# western unimount on chevy 1500????



## truckinjoe22490 (Oct 22, 2008)

hey guys. i bought a western 8' uni mount plow because i got a great deal on it. i have a 96 chevy 1500 and i was really curious if before i go though all the time of hooking it up if anyone would know how well it would do? can my truck handle this weight safely? give me your opinions please!!


----------



## exmark1 (Nov 30, 2005)

It would work...however I think an 8' maybe a bit too much for a 1/2 ton to handle


----------



## Mark13 (Dec 3, 2006)

It will be fine if you upgrade torsion bars. I'm running what my guess is 3/4ton ones in my k1500 (code GH) and my 7.6 drops my truck about 3/4" if I crank them up a bit before winter.


----------



## truckinjoe22490 (Oct 22, 2008)

so do you think that i will really need to get heavier duty torsion bars? or just crank them things up


----------



## sechracer (Nov 4, 2007)

You should be fine with the stock ones. I run a 7'6" on mine with the same drop as Mark, and have a buddy that runs a 7'6" with wings on his 98, and sits just like mine. Just remember when you are plowing that it is a 1/2 ton truck, not a dozer or a battering ram and you should be fine.... Just watch things like ball joints and tie rod ends...


----------



## Massimo (Jul 3, 2008)

I did the same thing on my 2002 1500. It is too much. I upgraded the timbren (www.timbren.com/) and did nothing else. It is not too low, but it is heavy and a lot to push, especially with wet snow. My biggest problem is my truck overheats after drive 35-40 mph for 20 minutes. I really have to watch it. Right now I am looking to buy a poly plow as a replacement. FYI... I am not a commercial plower, I only plow my drive and parking lot.


----------



## Tango (Dec 2, 2008)

Massimo;661082 said:


> I did the same thing on my 2002 1500. It is too much. I upgraded the timbren (www.timbren.com/) and did nothing else. It is not too low, but it is heavy and a lot to push, especially with wet snow. My biggest problem is my truck overheats after drive 35-40 mph for 20 minutes. I really have to watch it. Right now I am looking to buy a poly plow as a replacement. FYI... I am not a commercial plower, I only plow my drive and parking lot.

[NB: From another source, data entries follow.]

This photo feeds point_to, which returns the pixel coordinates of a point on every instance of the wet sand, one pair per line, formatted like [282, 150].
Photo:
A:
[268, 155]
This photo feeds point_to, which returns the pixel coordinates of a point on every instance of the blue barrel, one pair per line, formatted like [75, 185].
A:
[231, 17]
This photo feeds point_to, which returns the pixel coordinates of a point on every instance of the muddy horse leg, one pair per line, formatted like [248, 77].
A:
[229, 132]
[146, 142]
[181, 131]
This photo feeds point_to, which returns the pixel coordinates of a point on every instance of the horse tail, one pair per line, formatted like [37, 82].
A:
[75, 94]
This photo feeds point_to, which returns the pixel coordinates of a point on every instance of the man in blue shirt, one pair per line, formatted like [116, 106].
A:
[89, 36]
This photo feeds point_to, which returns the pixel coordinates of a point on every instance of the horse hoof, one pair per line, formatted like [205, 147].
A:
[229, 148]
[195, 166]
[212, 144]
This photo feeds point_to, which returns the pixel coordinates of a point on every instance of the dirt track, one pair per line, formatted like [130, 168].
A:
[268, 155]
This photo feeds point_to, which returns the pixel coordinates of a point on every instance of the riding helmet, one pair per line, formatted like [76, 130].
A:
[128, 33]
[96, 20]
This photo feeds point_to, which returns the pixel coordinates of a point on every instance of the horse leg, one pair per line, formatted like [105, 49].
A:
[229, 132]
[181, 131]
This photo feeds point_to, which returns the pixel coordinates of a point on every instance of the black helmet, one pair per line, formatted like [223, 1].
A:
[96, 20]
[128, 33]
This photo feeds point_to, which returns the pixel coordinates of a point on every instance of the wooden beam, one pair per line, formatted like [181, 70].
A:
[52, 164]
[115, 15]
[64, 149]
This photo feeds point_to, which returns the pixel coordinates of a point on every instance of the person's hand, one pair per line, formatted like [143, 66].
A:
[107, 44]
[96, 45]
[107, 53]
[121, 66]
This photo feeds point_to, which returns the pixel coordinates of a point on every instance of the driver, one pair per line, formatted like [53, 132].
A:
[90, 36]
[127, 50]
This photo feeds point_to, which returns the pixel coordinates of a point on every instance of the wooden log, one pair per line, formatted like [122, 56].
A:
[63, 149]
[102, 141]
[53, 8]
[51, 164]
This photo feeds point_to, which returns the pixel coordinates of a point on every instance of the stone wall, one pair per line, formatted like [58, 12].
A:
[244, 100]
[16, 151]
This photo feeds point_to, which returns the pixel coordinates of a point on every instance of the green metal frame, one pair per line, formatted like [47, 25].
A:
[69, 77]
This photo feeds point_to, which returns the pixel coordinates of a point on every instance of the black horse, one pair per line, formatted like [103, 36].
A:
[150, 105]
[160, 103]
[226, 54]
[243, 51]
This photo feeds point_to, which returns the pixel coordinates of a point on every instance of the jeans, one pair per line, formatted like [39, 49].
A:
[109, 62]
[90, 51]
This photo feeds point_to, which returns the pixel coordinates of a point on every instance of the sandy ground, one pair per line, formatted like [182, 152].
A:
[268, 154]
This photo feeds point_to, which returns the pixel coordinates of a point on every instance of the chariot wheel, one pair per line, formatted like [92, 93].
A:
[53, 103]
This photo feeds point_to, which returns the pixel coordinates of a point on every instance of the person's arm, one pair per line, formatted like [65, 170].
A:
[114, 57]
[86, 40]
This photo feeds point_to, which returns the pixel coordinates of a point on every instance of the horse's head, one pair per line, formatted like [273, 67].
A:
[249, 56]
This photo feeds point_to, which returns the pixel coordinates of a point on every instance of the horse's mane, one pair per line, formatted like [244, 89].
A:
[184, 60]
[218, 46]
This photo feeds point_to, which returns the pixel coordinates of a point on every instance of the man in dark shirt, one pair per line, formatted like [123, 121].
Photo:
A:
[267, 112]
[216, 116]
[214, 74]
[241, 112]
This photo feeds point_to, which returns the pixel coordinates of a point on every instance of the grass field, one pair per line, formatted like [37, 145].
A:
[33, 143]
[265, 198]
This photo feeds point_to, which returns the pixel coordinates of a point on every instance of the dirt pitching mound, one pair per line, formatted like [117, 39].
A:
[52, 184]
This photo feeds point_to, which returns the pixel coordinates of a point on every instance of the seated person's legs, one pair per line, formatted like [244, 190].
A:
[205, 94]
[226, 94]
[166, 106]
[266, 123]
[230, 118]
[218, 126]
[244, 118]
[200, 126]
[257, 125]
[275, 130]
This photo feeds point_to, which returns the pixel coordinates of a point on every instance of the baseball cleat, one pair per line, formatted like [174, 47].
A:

I just put a Boss 7.6 Steel blade on my 2003 1500. The poly blade weighed about the same. First time I drove it the temp shot right up. I figured out that if I put the blade all the way up it blocked too much of the front grill not allowing enough air flow to the radiator. By dropping the plow down a couple of inch's I have never had the running hot problem since. Just my experience but it might work for you.


----------



## Massimo (Jul 3, 2008)

I try to keep mine as loow as possible. It is only a couple of inches off the ground. It is really tall, though.


----------



## NBI Lawn (Oct 15, 2007)

truckinjoe22490;613563 said:


> so do you think that i will really need to get heavier duty torsion bars? or just crank them things up


No, just give the t-bars a couple turns and you will be fine


----------



## rfed32 (Nov 4, 2005)

youll be ok i have a 98 and im going to pick up 8'6'' blade next week...i will be putting timbrens on it i already turned the tbars...good luck


----------



## ktraver97ss (Aug 5, 2008)

Im doing fine this year with my boss 8' super duty on my 1/2 ton. Tbars cranked, timbrens, rear air bags and ~300# behind the axle. My engine temps stay below 210, and my trans below 180. I have a 28k trans cooler that i have not installed yet, but really i dont think i need it. I feel some strain on the power steering pump when im in 4wheel and i have to turn under power pushing snow. I might blow out a cv joint before the end of the year, but im not too worried about it.


----------